While the discussions on the issues were ongoing, another disturbing video emerged online in which a priest of the Anglican Church was seen kissing three students of the St Monica’s College of Education, in the Asante-Mampong.
Statistics
These disturbing incidents of sexual abuse of young girls, especially by elderly men who exert authority over them, are emerging at a time the country is grappling with huge numbers of teenage pregnancies.
In July, this year, data from the Ghana Health Service District Health Information Management Health System (DHIMS) showed that more than half a million teenagers are on record to have gotten pregnant over the last five years.
Between 2016 and 2020, about 555,575 teenagers, aged 10 to 19 years, were said to have gotten pregnant. Within the five years, 13,444 teenagers, between the ages of 10 and 14, got pregnant, while some 542,131 teenagers, aged 15 to 19 years, got pregnant. On average, a little over 112,800 teenagers get pregnant annually.

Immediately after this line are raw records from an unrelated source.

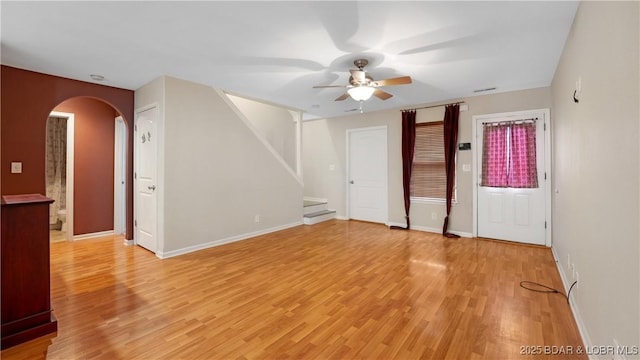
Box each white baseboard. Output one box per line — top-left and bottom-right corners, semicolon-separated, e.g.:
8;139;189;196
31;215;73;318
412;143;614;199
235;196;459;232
551;246;593;358
73;230;115;241
156;221;302;259
387;222;473;238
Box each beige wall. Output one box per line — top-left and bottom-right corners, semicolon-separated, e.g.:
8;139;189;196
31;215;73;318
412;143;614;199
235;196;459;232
303;88;551;234
552;2;640;348
227;94;298;173
136;77;302;256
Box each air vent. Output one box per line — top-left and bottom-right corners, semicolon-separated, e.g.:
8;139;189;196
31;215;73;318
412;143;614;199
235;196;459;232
473;87;497;93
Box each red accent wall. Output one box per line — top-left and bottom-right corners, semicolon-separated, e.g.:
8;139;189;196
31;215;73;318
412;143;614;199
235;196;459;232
55;97;119;235
0;65;134;239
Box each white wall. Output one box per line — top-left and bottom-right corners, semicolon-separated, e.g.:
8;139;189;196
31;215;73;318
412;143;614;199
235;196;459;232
552;2;640;352
303;88;551;235
136;77;303;257
227;94;298;173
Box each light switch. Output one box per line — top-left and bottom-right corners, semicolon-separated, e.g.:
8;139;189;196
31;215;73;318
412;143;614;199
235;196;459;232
11;161;22;174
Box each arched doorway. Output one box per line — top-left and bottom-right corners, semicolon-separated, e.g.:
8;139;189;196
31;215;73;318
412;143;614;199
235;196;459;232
45;97;128;240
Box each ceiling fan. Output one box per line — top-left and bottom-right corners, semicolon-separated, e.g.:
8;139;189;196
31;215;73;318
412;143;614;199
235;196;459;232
313;59;411;102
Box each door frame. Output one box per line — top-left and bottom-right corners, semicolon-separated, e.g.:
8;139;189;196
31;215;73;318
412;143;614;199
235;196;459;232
471;108;553;247
344;125;389;225
113;116;128;235
47;111;75;241
132;102;164;258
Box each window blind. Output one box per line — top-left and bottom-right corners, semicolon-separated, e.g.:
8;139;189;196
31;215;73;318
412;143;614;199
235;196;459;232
411;121;447;199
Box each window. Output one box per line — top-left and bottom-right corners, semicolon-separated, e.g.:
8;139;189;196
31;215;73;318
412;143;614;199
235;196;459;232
480;121;538;188
411;121;455;200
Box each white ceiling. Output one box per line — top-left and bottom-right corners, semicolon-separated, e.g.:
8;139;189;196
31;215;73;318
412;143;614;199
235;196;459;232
0;1;578;118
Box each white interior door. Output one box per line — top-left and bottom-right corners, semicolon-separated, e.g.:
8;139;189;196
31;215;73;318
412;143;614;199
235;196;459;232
474;110;550;245
347;127;388;223
134;107;158;253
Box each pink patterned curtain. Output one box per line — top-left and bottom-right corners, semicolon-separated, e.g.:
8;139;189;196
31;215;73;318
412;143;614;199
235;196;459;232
480;123;538;188
480;124;508;187
507;123;538;188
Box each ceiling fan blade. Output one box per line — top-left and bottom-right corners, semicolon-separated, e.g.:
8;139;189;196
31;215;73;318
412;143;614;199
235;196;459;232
313;85;347;89
376;76;411;86
373;89;393;100
349;69;367;84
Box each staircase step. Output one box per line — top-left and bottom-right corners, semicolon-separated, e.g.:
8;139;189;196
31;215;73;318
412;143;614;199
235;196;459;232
304;200;327;215
303;210;336;225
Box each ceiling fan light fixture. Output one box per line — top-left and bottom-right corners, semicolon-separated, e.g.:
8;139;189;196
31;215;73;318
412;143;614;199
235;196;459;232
347;85;376;101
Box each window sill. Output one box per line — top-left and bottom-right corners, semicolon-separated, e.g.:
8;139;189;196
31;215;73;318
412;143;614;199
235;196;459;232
410;197;458;205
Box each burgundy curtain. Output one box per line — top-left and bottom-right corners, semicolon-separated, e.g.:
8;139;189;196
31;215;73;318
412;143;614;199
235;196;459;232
442;104;460;237
391;110;416;230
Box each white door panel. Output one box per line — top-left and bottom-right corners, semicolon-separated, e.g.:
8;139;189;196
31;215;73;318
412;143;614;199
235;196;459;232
475;111;547;245
134;107;158;252
347;127;388;223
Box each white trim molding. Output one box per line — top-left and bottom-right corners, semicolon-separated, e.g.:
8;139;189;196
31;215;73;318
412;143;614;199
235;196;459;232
156;221;302;259
73;230;115;241
551;246;593;356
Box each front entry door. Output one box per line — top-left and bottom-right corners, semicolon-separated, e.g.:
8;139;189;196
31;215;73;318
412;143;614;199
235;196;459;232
134;107;158;253
474;110;548;245
347;127;388;223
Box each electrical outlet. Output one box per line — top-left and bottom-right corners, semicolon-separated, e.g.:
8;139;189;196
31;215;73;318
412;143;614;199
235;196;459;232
11;161;22;174
571;264;576;280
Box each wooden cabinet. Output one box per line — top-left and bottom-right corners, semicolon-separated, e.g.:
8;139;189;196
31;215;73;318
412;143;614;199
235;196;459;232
0;194;58;349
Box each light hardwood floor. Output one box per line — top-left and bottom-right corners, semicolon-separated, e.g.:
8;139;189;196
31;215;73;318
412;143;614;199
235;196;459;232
1;220;586;359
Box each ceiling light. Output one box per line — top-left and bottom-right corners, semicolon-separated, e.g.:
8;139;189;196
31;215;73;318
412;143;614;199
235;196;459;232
347;86;376;101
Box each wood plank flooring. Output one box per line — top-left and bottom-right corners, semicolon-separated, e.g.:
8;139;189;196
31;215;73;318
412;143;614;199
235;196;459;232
1;220;586;359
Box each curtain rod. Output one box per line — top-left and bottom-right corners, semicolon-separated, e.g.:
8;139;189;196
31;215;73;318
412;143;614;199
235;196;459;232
482;118;538;126
400;101;464;111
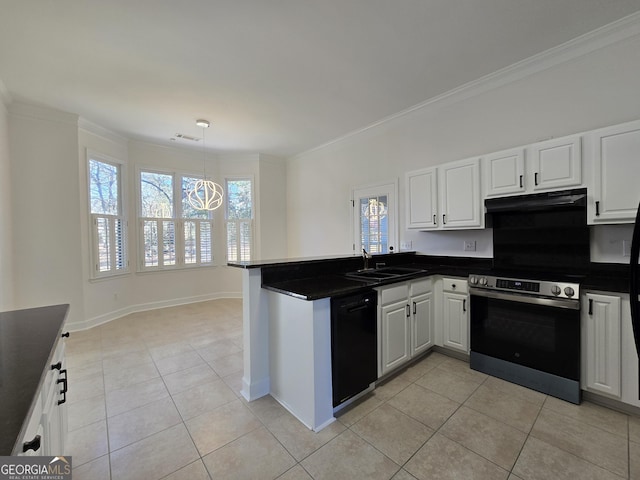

The annual breakdown for pregnancies involving 10 to 14-year-olds showed that in 2016, about 2,325 cases were recorded; in 2017, some 2,585 teenagers got pregnant; and in 2018, the figure increased to 2,968, but reduced to 2,856 pregnancy cases in 2020.
From 2016 to 2020, the Ashanti region recorded 2,165 cases of pregnancies among teenagers under 14. The Eastern region followed with 1,528 cases; Central region, 1,327; Greater Accra, 1,247; Western region, 1,156; Bono East, 881, and Volta region saw some 810 girls under 14 years getting pregnant over the five-year period.
Others are Bono region, 766; Northern region, 595; Upper East, 575; Western North, 523 and Oti, 448. The rest are Savannah, 434 cases; Upper West region, 386; Ahafo region, 321 and North East region 282.
Disturbing
These figures are disturbing, especially in our part of the world where the education of young girls mostly get truncated as soon as they get pregnant. This is aside from the social stigma and the psychological trauma it comes with, and the problem it brings unto society, including street children, increase in crime in some situations, to mention but a few.
That is why we need to do more as a country in protecting our young girls from irresponsible men who take advantage of their situations to prey on them.
Women over the years have moved from when they were only seen to be good for the kitchen to the point where they are now serving as CEOs and business managers. The Sustainable Development Goal (SDG) Five aims at, among other things, ensuring that at least 30 per cent of top management positions will be occupied by women by 2030.
The country needs to make conscious efforts to ensure that we produce women who can rise to get to that level. However, the dream will come to nought if our young ladies are constantly exposed to sexual abuses that cut short their ambitions.
That is why we at the Daily Statesman are calling on state actors, civil society, actors in our education sector, among others, to rise up in arms against men who prey on young ladies.
Sexual abuses should not be treated like one of those domestic issues where perpetrators are given a slap on the wrist and asked to go and sin no more. Men who use their power to abuse young ladies must be prosecuted under our Criminal offences Act, 1960 (Act 29), and given hefty punishment to serve as a deterrence to others.
The era where the victims were rather penalised, using socio-cultural beliefs, should be discouraged by all well-meaning individuals. As a country, we need to do well to protect our young ladies from sexual predators, at least, for the sake of the future of the country.